Tribunais protegendo o sistema climático e as pessoas
Os julgamentos basearam-se nos direitos humanos e nos valores constitucionais para interpretar a Lei Nacional de Gestão Ambiental e outros estatutos. Nestes casos, os tribunais cumpriram o seu mandato constitucional de interpretar as leis ambientais de forma a proteger o sistema climático e a buscar a justiça social. Ao fazê-lo, exigem que os funcionários governamentais e os promotores tomem medidas climáticas.
Nossa pesquisa descreve esta abordagem como alinhada com o constitucionalismo ambiental transformador, onde os juízes adotam um enquadramento de justiça social em disputas ambientais. Os julgamentos reflectem que proteger o ambiente também significa proteger as pessoas, especialmente as mais vulneráveis da sociedade, que são menos capazes de lidar com impactos ambientais adversos como as alterações climáticas.

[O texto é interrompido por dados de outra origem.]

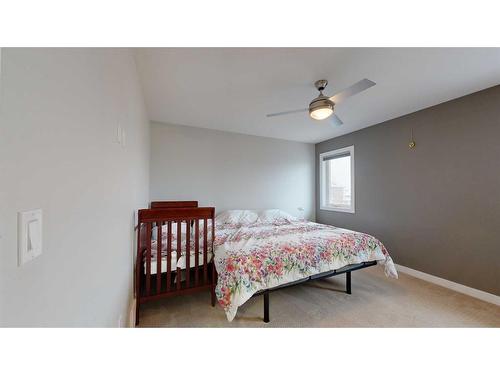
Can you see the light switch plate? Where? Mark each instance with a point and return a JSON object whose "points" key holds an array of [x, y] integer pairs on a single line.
{"points": [[29, 235]]}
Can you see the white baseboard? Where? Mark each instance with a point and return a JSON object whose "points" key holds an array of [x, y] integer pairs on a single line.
{"points": [[476, 293]]}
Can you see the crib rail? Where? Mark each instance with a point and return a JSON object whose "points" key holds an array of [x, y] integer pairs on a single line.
{"points": [[174, 251]]}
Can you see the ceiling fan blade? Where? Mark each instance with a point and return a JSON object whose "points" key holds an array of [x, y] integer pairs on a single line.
{"points": [[335, 120], [352, 90], [287, 112]]}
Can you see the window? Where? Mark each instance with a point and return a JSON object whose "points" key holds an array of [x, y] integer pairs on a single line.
{"points": [[337, 180]]}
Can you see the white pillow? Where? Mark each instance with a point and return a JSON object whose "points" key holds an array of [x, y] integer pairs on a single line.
{"points": [[237, 217], [275, 216]]}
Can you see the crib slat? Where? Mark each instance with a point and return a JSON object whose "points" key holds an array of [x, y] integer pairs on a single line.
{"points": [[188, 253], [139, 260], [205, 267], [178, 276], [169, 254], [159, 257], [148, 259], [196, 250]]}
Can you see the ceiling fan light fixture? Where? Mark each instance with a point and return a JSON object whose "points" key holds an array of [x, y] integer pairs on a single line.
{"points": [[321, 108]]}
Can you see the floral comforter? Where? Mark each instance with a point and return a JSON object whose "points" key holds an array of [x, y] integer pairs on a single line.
{"points": [[261, 256]]}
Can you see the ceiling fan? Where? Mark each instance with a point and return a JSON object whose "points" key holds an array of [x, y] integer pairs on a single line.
{"points": [[322, 107]]}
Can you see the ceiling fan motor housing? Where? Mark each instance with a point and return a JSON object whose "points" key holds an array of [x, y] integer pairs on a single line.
{"points": [[320, 104]]}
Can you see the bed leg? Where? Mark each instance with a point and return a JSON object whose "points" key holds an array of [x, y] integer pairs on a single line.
{"points": [[214, 283], [266, 307], [348, 282]]}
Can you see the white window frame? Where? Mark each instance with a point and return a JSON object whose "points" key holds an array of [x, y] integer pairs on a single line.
{"points": [[322, 180]]}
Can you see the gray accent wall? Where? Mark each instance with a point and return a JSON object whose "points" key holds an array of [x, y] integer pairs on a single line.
{"points": [[436, 207], [230, 170]]}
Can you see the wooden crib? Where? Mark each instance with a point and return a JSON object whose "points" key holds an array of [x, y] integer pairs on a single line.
{"points": [[176, 262]]}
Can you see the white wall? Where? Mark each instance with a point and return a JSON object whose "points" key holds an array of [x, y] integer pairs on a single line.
{"points": [[231, 170], [59, 109]]}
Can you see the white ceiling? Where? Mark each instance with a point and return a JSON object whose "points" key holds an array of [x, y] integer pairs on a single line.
{"points": [[233, 89]]}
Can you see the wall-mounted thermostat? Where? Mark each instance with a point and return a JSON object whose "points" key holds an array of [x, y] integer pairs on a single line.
{"points": [[29, 235]]}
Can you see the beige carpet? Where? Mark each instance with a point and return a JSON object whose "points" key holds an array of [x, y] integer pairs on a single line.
{"points": [[376, 302]]}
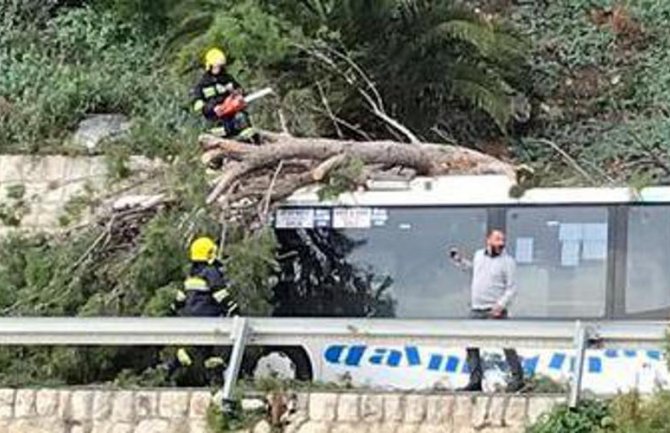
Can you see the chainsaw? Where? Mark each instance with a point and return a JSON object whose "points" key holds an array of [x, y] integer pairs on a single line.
{"points": [[237, 102]]}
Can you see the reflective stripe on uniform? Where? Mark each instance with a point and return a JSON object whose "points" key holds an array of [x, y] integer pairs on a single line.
{"points": [[221, 295], [214, 362], [219, 131], [196, 284], [198, 105], [209, 92], [247, 133], [184, 358]]}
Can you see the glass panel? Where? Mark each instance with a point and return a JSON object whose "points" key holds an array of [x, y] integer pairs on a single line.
{"points": [[647, 282], [561, 258], [403, 253]]}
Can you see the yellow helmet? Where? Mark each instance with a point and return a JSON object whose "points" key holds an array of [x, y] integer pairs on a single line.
{"points": [[214, 57], [203, 249]]}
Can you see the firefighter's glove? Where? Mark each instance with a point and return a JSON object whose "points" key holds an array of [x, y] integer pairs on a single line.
{"points": [[213, 362], [184, 358]]}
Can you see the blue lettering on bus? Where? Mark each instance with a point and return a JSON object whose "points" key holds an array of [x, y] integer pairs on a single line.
{"points": [[353, 356], [452, 364], [435, 362], [595, 365], [412, 354], [557, 360]]}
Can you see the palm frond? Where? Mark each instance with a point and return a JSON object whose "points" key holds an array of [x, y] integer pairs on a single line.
{"points": [[489, 43], [483, 89]]}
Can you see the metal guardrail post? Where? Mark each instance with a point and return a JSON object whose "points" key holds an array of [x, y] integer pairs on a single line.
{"points": [[581, 342], [239, 335]]}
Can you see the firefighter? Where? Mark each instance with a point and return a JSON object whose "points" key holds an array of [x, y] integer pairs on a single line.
{"points": [[209, 95], [204, 294]]}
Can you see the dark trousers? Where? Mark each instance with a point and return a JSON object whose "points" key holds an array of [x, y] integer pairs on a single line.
{"points": [[474, 358]]}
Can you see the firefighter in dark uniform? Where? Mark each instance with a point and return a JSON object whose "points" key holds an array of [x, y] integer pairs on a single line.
{"points": [[212, 90], [204, 294]]}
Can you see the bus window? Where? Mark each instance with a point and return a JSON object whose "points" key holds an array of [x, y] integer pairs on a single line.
{"points": [[561, 256], [647, 282], [403, 252]]}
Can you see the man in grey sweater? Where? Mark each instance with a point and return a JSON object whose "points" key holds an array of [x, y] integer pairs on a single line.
{"points": [[493, 289]]}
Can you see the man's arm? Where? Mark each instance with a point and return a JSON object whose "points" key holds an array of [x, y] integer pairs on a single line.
{"points": [[510, 284]]}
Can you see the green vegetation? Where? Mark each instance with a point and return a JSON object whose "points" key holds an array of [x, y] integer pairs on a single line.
{"points": [[627, 413], [515, 79]]}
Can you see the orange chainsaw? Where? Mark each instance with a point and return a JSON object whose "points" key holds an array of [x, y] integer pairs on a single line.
{"points": [[237, 102]]}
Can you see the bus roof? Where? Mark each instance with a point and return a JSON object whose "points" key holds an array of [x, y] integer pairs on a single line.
{"points": [[474, 190]]}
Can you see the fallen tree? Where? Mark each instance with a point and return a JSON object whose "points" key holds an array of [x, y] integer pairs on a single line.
{"points": [[254, 178]]}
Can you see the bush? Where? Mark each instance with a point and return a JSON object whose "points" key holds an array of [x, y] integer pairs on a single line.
{"points": [[84, 61], [588, 417]]}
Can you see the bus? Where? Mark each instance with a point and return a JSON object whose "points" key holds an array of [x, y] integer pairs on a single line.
{"points": [[581, 253]]}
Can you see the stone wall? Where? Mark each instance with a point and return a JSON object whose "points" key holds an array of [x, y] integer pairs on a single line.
{"points": [[50, 182], [184, 411], [417, 413], [103, 411]]}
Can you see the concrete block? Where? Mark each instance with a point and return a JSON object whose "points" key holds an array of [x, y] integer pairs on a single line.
{"points": [[496, 410], [122, 427], [347, 408], [200, 401], [439, 409], [146, 404], [393, 407], [372, 408], [322, 406], [315, 427], [81, 404], [102, 405], [515, 415], [46, 402], [384, 427], [123, 407], [480, 412], [152, 426], [102, 427], [174, 404], [415, 408], [348, 427], [24, 404], [462, 411], [198, 426], [262, 427], [540, 405]]}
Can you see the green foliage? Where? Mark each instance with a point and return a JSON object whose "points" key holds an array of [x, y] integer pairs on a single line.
{"points": [[626, 413], [251, 265], [588, 417], [83, 60], [219, 421], [14, 207]]}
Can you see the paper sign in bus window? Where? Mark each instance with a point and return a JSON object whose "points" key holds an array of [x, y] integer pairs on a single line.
{"points": [[295, 218], [570, 253], [524, 250], [352, 218]]}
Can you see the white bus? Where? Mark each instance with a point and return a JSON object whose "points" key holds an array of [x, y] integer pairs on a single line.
{"points": [[581, 253]]}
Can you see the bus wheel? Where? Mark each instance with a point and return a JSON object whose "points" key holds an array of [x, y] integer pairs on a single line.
{"points": [[291, 363]]}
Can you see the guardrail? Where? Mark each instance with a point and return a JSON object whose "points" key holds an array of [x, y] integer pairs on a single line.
{"points": [[240, 332]]}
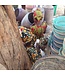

O constitucionalismo ambiental transformador encoraja os juízes a reconhecer como as alterações climáticas prejudicam o florescimento dos sistemas ecológicos, que está ligado ao florescimento humano.
O que esta abordagem oferece às pessoas comuns é uma rejeição da ideia de que proteger o ambiente significa fazer avançar as necessidades de uma minoria de elite que beneficia de ambientes imaculados. Ajuda a reposicionar o ambiente como local onde as pessoas comuns vivem, trabalham, descansam, brincam e aprendem. Isto apoia o que os activistas de base têm afirmado há anos:que as lutas por justiça para o ambiente, justiça para as pessoas e justiça para o sistema climático estão interligadas.
Os acórdãos estabelecem precedentes que capacitam as pessoas a insistir no impacto das alterações climáticas e na avaliação dos riscos. Sem terem feito essas avaliações, os promotores e o governo enfrentam autorizações declaradas ilegais e inválidas pelos tribunais porque são inconsistentes com a constituição, a lei suprema da África do Sul.